Furthermore, growth is expected to decelerate further to 1.1 million bpd in the following year, reflecting ongoing challenges in the market.

This revision comes just a month after the IEA had raised its outlook for 2024 oil demand growth by 110,000 bpd from its February report.

At that time, the agency had expected demand growth to reach 1.3 million bpd for 2024, indicating a more optimistic outlook compared to the current revision.

The IEA’s latest demand growth estimates diverge significantly from those of the Organization of the Petroleum Exporting Countries (OPEC). While the IEA projects modest growth, OPEC maintains its forecast of robust global oil demand growth of 2.2 million bpd for 2024, consistent with its previous assessment.

However, uncertainties loom over the global oil market, particularly due to geopolitical tensions and supply disruptions.

The IEA has highlighted the impact of drone attacks from Ukraine on Russian refineries, which could potentially disrupt fuel markets globally.

Up to 600,000 bpd of Russia’s refinery capacity could be offline in the second quarter due to these attacks, according to the IEA’s assessment.

Furthermore, unplanned outages in Europe and tepid Chinese activity have contributed to a lowered forecast of global refinery throughputs for 2024.

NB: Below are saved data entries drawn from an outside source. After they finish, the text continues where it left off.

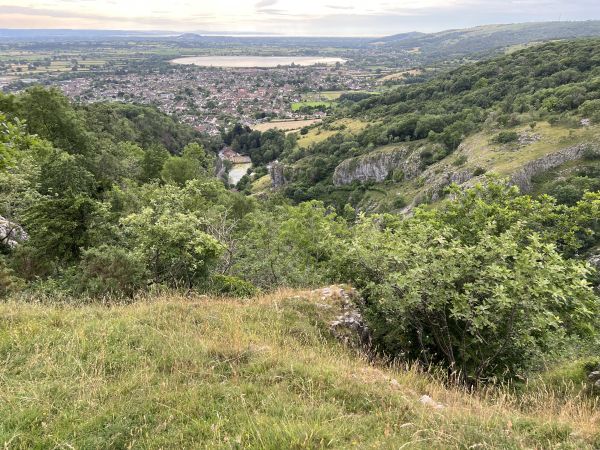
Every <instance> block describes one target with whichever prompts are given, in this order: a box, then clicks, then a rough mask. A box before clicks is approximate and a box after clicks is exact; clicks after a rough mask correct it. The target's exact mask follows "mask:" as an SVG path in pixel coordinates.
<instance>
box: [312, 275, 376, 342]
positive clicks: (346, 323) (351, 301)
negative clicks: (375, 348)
mask: <svg viewBox="0 0 600 450" xmlns="http://www.w3.org/2000/svg"><path fill="white" fill-rule="evenodd" d="M320 294H321V298H322V299H326V298H339V299H340V300H341V301H342V308H343V313H342V315H340V316H338V317H337V318H336V320H334V321H333V322H331V324H330V325H329V327H330V329H331V332H332V333H333V335H334V336H335V337H336V338H338V339H339V340H340V341H342V342H344V343H345V344H346V345H350V346H353V347H362V348H365V347H366V348H368V347H370V345H371V332H370V330H369V328H368V327H367V325H366V324H365V322H364V320H363V317H362V315H361V314H360V311H359V310H358V308H357V301H358V294H357V292H356V291H355V290H354V289H351V290H349V291H347V290H345V289H343V288H340V287H337V286H331V287H329V288H325V289H321V290H320Z"/></svg>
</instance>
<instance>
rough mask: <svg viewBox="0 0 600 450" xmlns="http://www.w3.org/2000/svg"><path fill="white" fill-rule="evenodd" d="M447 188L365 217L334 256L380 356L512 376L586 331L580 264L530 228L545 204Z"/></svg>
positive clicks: (586, 300)
mask: <svg viewBox="0 0 600 450" xmlns="http://www.w3.org/2000/svg"><path fill="white" fill-rule="evenodd" d="M454 195H455V198H454V199H453V200H451V201H449V202H448V203H447V204H446V206H445V207H444V208H442V209H440V210H431V211H428V210H417V212H416V214H415V216H414V217H413V218H411V219H408V220H404V221H398V220H397V219H395V218H393V217H391V216H382V217H376V218H374V219H373V218H371V219H364V220H363V221H362V223H360V224H359V225H358V226H357V227H356V230H355V234H354V237H353V239H352V241H351V243H350V245H349V249H348V251H347V252H346V253H345V254H344V255H342V256H341V261H340V264H341V267H342V270H343V272H344V274H345V276H346V277H347V279H348V280H351V281H352V282H353V284H354V285H355V286H356V287H357V288H359V289H360V291H361V293H362V294H363V296H364V299H365V306H364V314H365V317H366V319H367V320H368V322H369V326H370V328H371V330H372V331H373V338H374V342H375V344H376V345H377V346H378V348H379V349H380V350H381V351H382V352H384V353H386V354H387V355H391V356H396V357H403V358H406V359H409V360H418V361H420V362H421V363H422V364H423V365H425V366H430V365H438V364H441V365H443V366H445V367H446V368H447V369H448V370H449V371H451V372H453V373H455V374H456V375H457V376H458V377H459V378H460V379H461V380H463V381H465V382H470V383H476V382H479V381H483V380H490V379H493V378H503V377H513V376H515V375H517V374H519V373H521V372H522V371H524V370H527V369H528V368H531V367H532V366H533V364H534V363H535V362H536V361H537V360H538V358H539V357H540V356H541V355H542V354H543V353H546V352H548V351H549V349H550V348H552V346H553V345H558V344H557V343H558V342H559V341H560V340H561V339H562V338H563V337H566V336H569V335H576V334H585V333H587V332H591V331H592V330H594V329H595V327H596V325H597V317H598V316H597V314H598V313H599V312H600V305H599V299H598V298H597V297H595V296H594V294H593V292H592V290H591V288H590V287H589V285H588V284H587V283H586V281H585V279H586V275H587V274H588V269H587V268H586V266H585V264H584V263H582V262H578V261H574V260H567V259H565V258H564V257H563V256H562V255H561V254H560V253H559V252H558V251H557V248H556V245H555V244H554V243H553V242H552V240H553V239H554V237H551V236H550V234H548V235H546V234H545V233H546V232H545V231H540V228H539V223H538V221H539V220H540V217H543V218H547V217H550V215H551V214H552V212H551V210H549V209H548V208H549V205H548V204H545V203H538V202H535V201H533V200H531V199H530V198H528V197H515V195H516V194H515V191H514V190H511V189H509V188H501V187H499V186H498V185H492V186H491V187H487V188H475V189H471V190H467V191H466V192H461V191H459V190H455V192H454ZM557 208H558V207H557Z"/></svg>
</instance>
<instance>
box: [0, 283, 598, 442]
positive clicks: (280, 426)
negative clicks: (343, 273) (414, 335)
mask: <svg viewBox="0 0 600 450" xmlns="http://www.w3.org/2000/svg"><path fill="white" fill-rule="evenodd" d="M340 307H341V306H340V303H339V300H336V299H323V298H321V296H320V295H319V294H318V293H315V292H311V291H294V290H281V291H278V292H274V293H271V294H267V295H262V296H259V297H257V298H254V299H251V300H245V301H243V300H236V299H225V298H207V297H191V298H190V297H183V296H180V297H178V296H171V297H164V298H159V299H147V300H141V301H138V302H136V303H134V304H131V305H116V306H99V305H83V306H68V305H62V306H52V305H43V304H37V305H36V304H24V303H17V302H8V303H4V304H2V305H0V442H2V443H3V444H4V445H5V447H7V448H191V447H192V448H193V447H201V448H261V449H263V448H272V449H281V448H423V449H425V448H558V447H560V448H578V449H579V448H590V449H591V448H594V447H595V446H597V445H598V444H599V443H600V441H599V439H600V438H599V436H598V424H599V418H598V413H597V409H594V405H592V404H590V402H589V401H588V400H585V399H583V398H569V399H565V398H564V397H560V396H557V395H556V394H553V393H552V392H551V391H544V390H542V389H537V390H536V391H535V392H534V391H532V392H531V393H530V394H527V395H529V397H527V396H526V395H525V396H521V397H517V396H515V395H513V394H509V393H508V390H498V389H490V390H487V391H482V392H471V393H466V392H464V391H463V390H460V389H457V388H448V387H447V386H445V385H444V384H443V383H441V382H440V381H437V380H436V379H435V378H433V377H431V376H428V375H425V374H422V373H420V372H419V371H418V370H416V369H414V368H406V367H403V366H400V365H398V366H395V367H389V366H386V365H383V364H381V363H374V362H369V360H368V359H367V358H366V357H365V356H364V355H362V354H361V353H360V352H358V351H355V350H351V349H348V348H345V347H343V346H342V345H340V344H339V343H338V342H336V341H335V340H334V339H333V338H332V336H331V334H330V333H329V329H328V323H329V322H330V321H331V320H332V319H333V318H335V317H336V315H338V314H339V312H340ZM424 394H427V395H430V396H431V397H432V398H434V399H435V400H436V401H437V402H441V403H443V404H444V405H445V406H446V407H445V408H444V409H440V410H434V409H432V408H430V407H428V406H426V405H422V404H421V403H420V402H419V397H420V396H421V395H424Z"/></svg>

The IEA now anticipates refinery throughputs to rise by 1 million bpd to 83.3 million bpd, reflecting the challenges facing the refining sector.

The situation has raised concerns among policymakers, with the United States expressing worries over the impact of Ukrainian drone strikes on Russian oil refineries.

There are fears that these attacks could lead to retaliatory measures from Russia and result in higher international oil prices.

As the global oil market navigates through these challenges, stakeholders will closely monitor developments and adjust their strategies accordingly to adapt to the evolving landscape.